•12•

366 41 58
                                    



Yorumlarınızı eksik etmeyin lütfen. İyi okumalar~

"Herkes odalarına lütfen!" diye bağırdı Mina otoriter bir sesle. "Kimse Depo'dan dışarıya adımını bile atmasın."

Ağlamamak için besbelli kendini tutan uzun boylu bir çocuk, nazikçe Luxanna'nın kollarında ağlamaktan gözleri kıpkırmızı olmuş Hana'yı kendine doğru çekti ve kucağına aldı. Dolu gözlerle Hana'yı süzdükten sonra, kucağındaki kızı sarsmamaya dikkat ederek kaldırdı ve yanımızdan ayrıldı. Bir anlığına o kutudakinin, Chanyeol'e ait olduğunu hayal ettim. Düşüncesi bile tüylerimi diken diken ediyor, gözlerimin yanmasına sebep oluyordu. Zavallı kız, kim bilir nasıl acı çekiyordu.

Kalabalık, kendi arasında korkuyla fısıldaşarak yavaş yavaş dağıldı. Mina şok içindeki Chaeyoung'un koluna girdi ve saçlarını okşadı. "Minsung, sen de odana geç. Bir süre kapıdan uzak dur. Gerisini bize bırak."

Minsung korkuyla başını sallayarak, hızla yanımızdan ayrıldı. Mina bir süre bizi süzdü. "Baekhyun, Luhan. Bu gece burada kalacaksınız. Dışarıya çıkmanıza izin veremem. İtiraz etmeyin." Sehun'un kolunun altında korkudan büzüşmüş Luhan, hızlıca başını salladı.

Mina, omuzlarından tutarak Chaeyoung'u kendine doğru döndürdü. "Chae, toparlan lütfen birtanem. Sana ihtiyacım var." Chaeyoung derin bir nefes aldı ve başıyla kısaca onayladı. Yavaşça ayağa kalktı.

"Lux, konseydeki herkese haber ver. Yarım saat içerisinde, tüm konseyi eksiksiz bir şekilde toplantı odasında istiyorum." Luxanna, Chaeyoung'un emrini yerine getirmek için koşar adımlarla yanımızdan ayrıldı.

"Chanyeol, Sehun. Baekhyun ve Luhan'ı elinizden geldiğince gözünüzün önünden ayırmamaya çalışın." dedi Chaeyoung sıkıntıyla elini saçlarına daldırarak. Herhangi bir cevap beklemeden arkasını dönerek, Mina'yla birlikte hızlı adımlarla yanımızdan ayrıldılar.

Chanyeol elimi bırakmadan Sehun'a döndü. "Yukarı çıkalım." Sehun sadece başıyla onayladı. Luhan'ın saçlarına, güvende olduğunu hissettirmek istercesine küçük bir öpücük kondurdu. Derin bir nefes aldıktan sonra, Chanyeol'e döndü.

"Gidelim."



~~



Chanyeol, 614 numaralı odanın kapısının önünde durdu. Elimi bırakmadan şifreyi girdi ve kapı küçük bir sesle açıldı. Chanyeol'un yıllardır kullandığı odayı görecek olmak, beni heyecanlandırıyordu. Merakla ve biraz da çekinerek, içeri bir adım attım.
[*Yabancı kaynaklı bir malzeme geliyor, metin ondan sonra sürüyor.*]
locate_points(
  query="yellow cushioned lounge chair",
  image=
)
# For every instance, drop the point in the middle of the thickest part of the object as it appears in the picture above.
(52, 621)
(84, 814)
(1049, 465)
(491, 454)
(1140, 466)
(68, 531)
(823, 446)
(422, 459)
Salon fazla büyük değildi. Köşede L şeklinde kırmızı bir koltuk, karşısında ise büyük bir televizyon duruyordu. Diğer köşede ise büyük bir buzdolabı vardı. Arka taraftaki mini barı gördüğümde gözlerim parlamıştı.

Merakla yatak odası olduğunu tahmin ettiğim odanın kapısından başımı uzattım. Tahmin ettiğim gibi, büyük, çift kişilik yatakla karşılaşmıştım. Yatağın yanındaki sehpanın üzerinde, açık kalmış bir laptop vardı. Sağ tarafta ise büyük bir gardırop duruyordu. Etrafa iyice bakındığımda, Chanyeol'un fazla düzenli olduğunu fark etmiştim.

Yatak odasının yanındaki diğer kapıyı araladığımda, banyoyla karşılaştım. Özel bir şey olmadığını düşünerek kapıyı kapatacağım sırada, arka taraftaki jakuziyi görmemle gözlerim hayretle açılmıştı. Chanyeol arkamdan gelerek omzuma bir öpücük kondurdu.

"Fazla büyük değil ama ikimiz için ideal." dedi gülümseyerek. "Eğer Luhan'ı görmek istersen, Sehun'un odasına uğrayabilirsin. 520 numaralı oda. Onun dışında lütfen başka hiçbir yere gitmeye kalkışma Baekhyun."